Kultura

Irréductibles Panelház, ces barres d’immeubles qui séduisent la classe moyenne hongroise

Loin de la fureur de la ville et agrémentés d’espaces verts, les Panelház attirent les jeunes ménages hongrois en quête d’un premier investissement. Un cinquième de la population vit aujourd’hui dans ces lotissements caractéristiques de l’ancien bloc soviétique. En périphérie de Budapest, ils y trouvent une vraie vie de quartier au pied des appartements et des commerces en tout genre. Un mode de vie en réalité moins idéal qu’il n’y paraît.

À Kaszásdűlő, ni église, ni bistrot sur la place centrale. Autour d’une fontaine circulaire, les vieux briscards bronzent sur les bancs publics adossés à la maison de la culture du faubourg d’Óbuda, situé sur la rive gauche du Danube. Seuls les Panelház font de l’ombre à ce tableau. Surplombant la petite place, ces lotissements standardisés hérités de l’époque soviétique rappellent les HLM français.

Dans cet univers bétonné, les retraités peinards observent le défilé quotidien de la nouvelle génération : de jeunes mamans aux commandes de poussettes quatre roues traversent l’esplanade, direction l’aire de jeux.

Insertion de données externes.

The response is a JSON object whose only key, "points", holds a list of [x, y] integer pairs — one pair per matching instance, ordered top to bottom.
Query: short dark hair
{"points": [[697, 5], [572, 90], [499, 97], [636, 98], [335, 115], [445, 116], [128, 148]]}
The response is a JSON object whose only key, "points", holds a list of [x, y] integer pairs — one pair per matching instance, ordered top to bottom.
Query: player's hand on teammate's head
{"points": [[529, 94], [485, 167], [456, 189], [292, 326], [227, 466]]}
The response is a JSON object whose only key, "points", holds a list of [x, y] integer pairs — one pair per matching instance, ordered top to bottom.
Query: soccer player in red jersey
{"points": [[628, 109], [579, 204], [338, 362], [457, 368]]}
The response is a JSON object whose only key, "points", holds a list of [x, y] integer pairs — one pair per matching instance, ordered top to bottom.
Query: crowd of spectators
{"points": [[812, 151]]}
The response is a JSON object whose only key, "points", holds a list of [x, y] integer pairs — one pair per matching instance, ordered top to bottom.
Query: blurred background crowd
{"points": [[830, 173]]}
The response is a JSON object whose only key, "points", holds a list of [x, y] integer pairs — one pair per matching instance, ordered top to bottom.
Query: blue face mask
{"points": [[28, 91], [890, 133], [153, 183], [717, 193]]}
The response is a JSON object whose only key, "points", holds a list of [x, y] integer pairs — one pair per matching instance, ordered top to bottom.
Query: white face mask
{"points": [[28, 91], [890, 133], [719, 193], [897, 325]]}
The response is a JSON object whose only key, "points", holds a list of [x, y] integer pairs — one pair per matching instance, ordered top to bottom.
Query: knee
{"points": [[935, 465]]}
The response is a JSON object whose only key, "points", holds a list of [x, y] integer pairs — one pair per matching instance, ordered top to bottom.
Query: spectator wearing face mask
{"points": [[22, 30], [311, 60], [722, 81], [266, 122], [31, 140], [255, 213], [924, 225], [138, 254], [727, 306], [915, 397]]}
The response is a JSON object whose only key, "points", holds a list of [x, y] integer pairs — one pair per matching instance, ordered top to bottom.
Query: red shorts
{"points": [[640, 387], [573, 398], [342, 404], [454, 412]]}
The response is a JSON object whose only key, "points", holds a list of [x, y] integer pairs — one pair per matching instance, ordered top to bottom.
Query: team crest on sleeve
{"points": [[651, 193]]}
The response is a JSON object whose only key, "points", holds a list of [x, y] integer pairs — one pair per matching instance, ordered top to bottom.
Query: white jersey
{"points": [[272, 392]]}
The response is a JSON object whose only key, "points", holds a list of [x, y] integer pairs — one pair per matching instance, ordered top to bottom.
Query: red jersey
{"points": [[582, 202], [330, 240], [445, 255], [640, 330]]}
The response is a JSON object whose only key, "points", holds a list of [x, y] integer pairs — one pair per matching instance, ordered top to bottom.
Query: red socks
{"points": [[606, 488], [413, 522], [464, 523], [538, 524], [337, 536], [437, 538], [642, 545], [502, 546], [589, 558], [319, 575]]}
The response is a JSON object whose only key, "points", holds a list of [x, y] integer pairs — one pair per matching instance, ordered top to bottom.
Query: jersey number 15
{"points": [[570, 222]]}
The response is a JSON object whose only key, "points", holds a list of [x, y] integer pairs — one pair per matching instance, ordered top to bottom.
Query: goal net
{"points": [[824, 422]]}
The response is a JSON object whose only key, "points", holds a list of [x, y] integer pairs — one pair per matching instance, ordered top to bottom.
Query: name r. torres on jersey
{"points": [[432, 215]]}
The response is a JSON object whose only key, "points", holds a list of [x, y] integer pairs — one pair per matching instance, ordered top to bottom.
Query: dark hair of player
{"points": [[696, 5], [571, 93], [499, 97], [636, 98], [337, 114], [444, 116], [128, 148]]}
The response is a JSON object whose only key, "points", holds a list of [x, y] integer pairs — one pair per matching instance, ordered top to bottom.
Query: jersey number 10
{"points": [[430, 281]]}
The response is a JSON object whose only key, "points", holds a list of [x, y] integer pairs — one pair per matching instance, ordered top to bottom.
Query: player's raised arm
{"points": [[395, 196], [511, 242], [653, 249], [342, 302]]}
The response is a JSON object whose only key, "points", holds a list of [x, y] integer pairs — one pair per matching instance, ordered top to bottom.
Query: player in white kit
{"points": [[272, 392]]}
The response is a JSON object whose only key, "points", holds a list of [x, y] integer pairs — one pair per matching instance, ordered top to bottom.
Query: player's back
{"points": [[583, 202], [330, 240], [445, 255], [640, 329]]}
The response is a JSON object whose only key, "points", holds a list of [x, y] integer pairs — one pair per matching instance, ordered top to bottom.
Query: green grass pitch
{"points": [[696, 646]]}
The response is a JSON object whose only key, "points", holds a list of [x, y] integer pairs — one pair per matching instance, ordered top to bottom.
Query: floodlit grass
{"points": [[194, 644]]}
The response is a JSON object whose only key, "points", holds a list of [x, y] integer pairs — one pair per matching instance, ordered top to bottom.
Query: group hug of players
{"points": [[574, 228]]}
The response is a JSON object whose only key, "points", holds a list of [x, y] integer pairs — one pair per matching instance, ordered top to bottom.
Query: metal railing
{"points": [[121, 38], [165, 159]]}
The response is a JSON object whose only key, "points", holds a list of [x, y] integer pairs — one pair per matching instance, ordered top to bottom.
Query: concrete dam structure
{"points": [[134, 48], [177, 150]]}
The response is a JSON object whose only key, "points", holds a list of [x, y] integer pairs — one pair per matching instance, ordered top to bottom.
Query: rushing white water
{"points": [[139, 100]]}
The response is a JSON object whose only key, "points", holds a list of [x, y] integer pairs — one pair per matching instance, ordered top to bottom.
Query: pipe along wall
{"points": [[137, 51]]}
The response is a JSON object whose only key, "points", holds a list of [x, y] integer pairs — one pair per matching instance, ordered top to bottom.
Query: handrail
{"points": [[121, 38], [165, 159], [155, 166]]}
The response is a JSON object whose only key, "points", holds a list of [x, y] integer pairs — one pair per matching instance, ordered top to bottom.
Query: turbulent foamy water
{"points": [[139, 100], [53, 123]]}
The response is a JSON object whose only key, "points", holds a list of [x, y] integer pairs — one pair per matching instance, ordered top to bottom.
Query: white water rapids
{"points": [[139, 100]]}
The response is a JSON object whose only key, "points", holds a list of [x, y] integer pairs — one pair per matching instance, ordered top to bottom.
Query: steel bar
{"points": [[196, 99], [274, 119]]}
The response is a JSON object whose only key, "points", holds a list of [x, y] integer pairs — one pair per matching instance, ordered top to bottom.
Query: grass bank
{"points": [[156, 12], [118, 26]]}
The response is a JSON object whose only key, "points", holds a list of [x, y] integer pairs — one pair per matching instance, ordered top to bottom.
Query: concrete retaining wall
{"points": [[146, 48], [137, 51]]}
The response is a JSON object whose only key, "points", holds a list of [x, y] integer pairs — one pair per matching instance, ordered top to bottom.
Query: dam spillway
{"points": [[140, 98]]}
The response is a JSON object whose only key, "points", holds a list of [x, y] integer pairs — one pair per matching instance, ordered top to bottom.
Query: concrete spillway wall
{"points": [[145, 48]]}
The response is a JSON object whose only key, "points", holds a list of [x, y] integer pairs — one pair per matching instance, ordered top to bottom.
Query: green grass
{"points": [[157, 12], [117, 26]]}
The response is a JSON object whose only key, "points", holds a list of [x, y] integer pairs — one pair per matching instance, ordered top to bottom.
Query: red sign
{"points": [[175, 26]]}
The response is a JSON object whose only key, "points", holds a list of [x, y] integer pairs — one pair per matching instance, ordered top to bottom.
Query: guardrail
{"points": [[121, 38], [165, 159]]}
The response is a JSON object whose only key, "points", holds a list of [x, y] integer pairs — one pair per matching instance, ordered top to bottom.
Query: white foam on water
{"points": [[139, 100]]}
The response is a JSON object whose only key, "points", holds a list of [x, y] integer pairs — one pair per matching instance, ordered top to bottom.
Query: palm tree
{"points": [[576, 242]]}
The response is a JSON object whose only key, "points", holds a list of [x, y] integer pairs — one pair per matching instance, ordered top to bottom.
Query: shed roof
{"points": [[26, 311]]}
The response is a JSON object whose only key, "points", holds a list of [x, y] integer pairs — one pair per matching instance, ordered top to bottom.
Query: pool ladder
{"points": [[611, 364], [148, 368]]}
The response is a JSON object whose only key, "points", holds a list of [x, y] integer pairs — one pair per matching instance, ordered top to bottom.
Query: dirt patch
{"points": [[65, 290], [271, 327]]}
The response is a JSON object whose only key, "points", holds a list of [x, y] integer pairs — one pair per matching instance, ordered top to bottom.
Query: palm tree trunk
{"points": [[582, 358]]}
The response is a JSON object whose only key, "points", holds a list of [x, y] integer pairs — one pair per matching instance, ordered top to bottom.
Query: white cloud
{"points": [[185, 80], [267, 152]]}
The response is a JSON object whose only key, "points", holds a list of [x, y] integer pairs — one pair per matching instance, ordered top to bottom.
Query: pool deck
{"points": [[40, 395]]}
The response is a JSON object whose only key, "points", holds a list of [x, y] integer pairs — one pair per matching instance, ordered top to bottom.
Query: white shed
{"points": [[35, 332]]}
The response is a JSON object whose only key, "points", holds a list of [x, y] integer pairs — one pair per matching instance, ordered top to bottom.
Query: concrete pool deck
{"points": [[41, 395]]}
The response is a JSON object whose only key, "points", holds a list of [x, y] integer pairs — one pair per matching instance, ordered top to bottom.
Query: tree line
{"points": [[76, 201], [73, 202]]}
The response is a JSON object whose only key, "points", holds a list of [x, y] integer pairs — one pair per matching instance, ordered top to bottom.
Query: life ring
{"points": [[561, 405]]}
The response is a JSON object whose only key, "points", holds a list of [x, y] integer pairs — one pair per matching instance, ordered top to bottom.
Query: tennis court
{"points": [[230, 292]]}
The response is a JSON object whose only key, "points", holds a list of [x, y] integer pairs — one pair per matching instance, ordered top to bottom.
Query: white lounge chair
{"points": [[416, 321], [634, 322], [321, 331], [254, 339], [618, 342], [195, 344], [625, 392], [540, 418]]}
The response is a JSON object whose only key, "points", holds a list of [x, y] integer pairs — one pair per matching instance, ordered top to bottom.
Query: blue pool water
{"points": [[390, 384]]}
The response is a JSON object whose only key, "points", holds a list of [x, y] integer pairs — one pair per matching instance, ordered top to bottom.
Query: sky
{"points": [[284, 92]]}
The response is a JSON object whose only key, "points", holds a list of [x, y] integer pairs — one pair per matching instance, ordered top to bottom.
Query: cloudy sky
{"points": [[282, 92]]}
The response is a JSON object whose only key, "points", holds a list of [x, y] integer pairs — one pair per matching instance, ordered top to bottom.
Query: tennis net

Là-bas s’y tient la vraie place du village.

Pethe Ferenc Tér, la place principale de Kaszásdűlő. © Magyarpart

Les aires de jeux, nouveau lieu commun

« Les terrains de jeux permettent de conserver cette vie de quartier », raconte Viktória, 40 ans, arrivée à Kaszásdűlő en 2015. « Je ne connaissais pas le voisinage, jusqu’à l’arrivée de mon deuxième enfant, il y deux ans », témoigne cette enseignante-chercheuse en littérature hongroise. Depuis, elle emmène chaque matin son petit garçon à l’aire de jeux. Face aux balançoires fatiguées et au toboggan à spirale trop risqué, le bac à sable fait figure de grand favori. De leurs instruments multicolores, les enfants ratissent, arrosent et tamisent la terre siliceuse. Autour, une dizaine de femmes papotent. Une grande majorité a choisi de rester en congé maternité, dont la durée s’étend jusqu’à trois ans en Hongrie. Si certaines souhaitent retourner au travail plus tôt, « la plupart des femmes ne le font pas, explique Viktória. Avec un smic à 130 000 forint net (moins de 350 euros, ndlr), le salaire serait complètement absorbé par les frais de nourrice ou d’une crèche privée ».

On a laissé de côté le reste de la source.